Plus some not terribly Spanish but crowd-pleasing menu additions:
Sea bass Ceviche
Crispy Chicken Tacos

And some fantastic desserts — if we had not stuffed our faces so much with the savories, I would have acted very much against my nature and ordered a second round of the deconstructed tiramisu.

Crema Catalana
Chocolate soufflé (pretty perfect, with a rum anglaise poured in, and then a scoop of chocolate ice cream)
Tiramisu (deconstructed — espresso soaked sponge, whipped cream, coffee meringue, and coffee bean ice cream — OOOOF!)

9 Likes

GOLDEN DRAGON

I can’t remember the last time I went to the Golden Dragon, the classic Chinese restaurant at the Taj.

We started with an assortment of dim sum and other apps — lobster dumplings, har gao, chicken and spring onion potstickers, lamb jiaozi, golden fried shrimp. I wanted the crispy prawn cheung fun, but the server told us the golden fried shrimp were what went into the cheung fun, so we skipped it. We and the server both forgot we also ordered the crab claws and the chilli chicken, because they never came and they weren’t on the bill.

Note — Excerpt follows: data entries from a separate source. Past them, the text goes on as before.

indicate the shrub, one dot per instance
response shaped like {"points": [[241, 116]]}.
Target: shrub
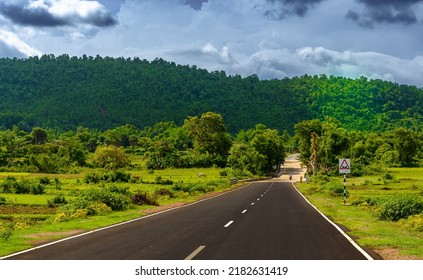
{"points": [[37, 189], [159, 180], [141, 198], [164, 192], [8, 184], [117, 176], [6, 233], [57, 200], [414, 222], [365, 201], [44, 180], [338, 191], [22, 187], [399, 207], [93, 177], [114, 200]]}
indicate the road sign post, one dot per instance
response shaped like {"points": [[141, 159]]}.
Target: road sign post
{"points": [[345, 168]]}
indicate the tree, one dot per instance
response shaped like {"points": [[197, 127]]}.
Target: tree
{"points": [[209, 134], [39, 135], [270, 144], [111, 157], [303, 132], [244, 158], [406, 143]]}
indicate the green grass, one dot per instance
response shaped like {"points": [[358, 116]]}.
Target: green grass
{"points": [[34, 220], [381, 236]]}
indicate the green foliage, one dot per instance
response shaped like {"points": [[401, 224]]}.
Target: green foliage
{"points": [[337, 190], [57, 200], [114, 176], [24, 186], [143, 93], [414, 222], [111, 157], [141, 198], [113, 199], [6, 232], [399, 207]]}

Mains were 5-spice pork spare ribs, chicken in oyster sauce, and jumbo crab (shelled) in garlic sauce. We and the server forgot we also wanted Sichuan fish.

Accompaniments were 3 flavor noodles and egg fried rice

Dessert was chocolate birthday cake, toffee banana fritters, date pancakes, and 2 kinds of ice cream, plus a few nightcaps.

9 Likes

SEA LOUNGE again.

Some of their classic snacks and cocktails this time.

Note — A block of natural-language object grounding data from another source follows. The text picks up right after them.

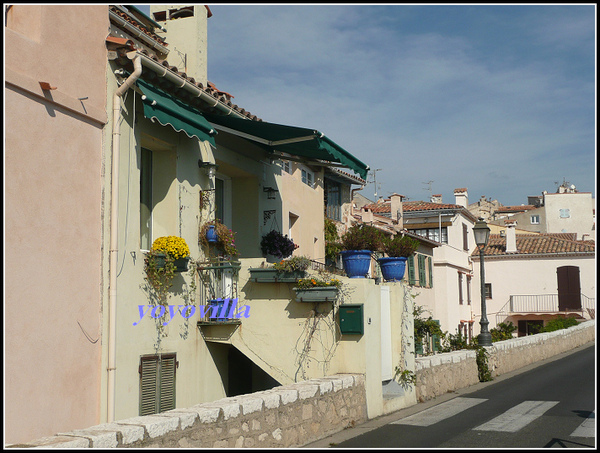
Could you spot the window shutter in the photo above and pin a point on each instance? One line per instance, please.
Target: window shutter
(167, 384)
(148, 385)
(422, 272)
(411, 270)
(157, 383)
(430, 265)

Chilli cheese toast, Sev puri, an a few rounds of very well-made drinks.

10 Likes

TIBBS FRANKIE

Kolkata has kathi rolls, Mumbai has Frankies. I will take on a frankie vs kathi roll argument any day, but I will also happily eat both!

Meat or paneer or veggies that are specifically spiced and cooked, then rolled in a paratha that’s coated with egg on one side, plus minced onions, green chillies, and a final sprinkling of “Frankie masala”-- which is similar to chaat masala, but not the same.

The original Frankie is now called “Classic” and is a bit saucy. Now there are a few other types – Szechuan, Tawa, and Tikka. Proteins are cicken, mutton (goat), paneer, and veggies. It’s also possible to get just the egg paratha with spices, and that’s delicious too.

I always default to Classic, because it’s the nostalgic flavor profile I crave. Others had Tawa and Szechuan. I got a Tikka as my second roll, but wasn’t hungry enough for two tonight.

12 Likes

I’d be all over that chili cheese toast, along with a few of the drinks.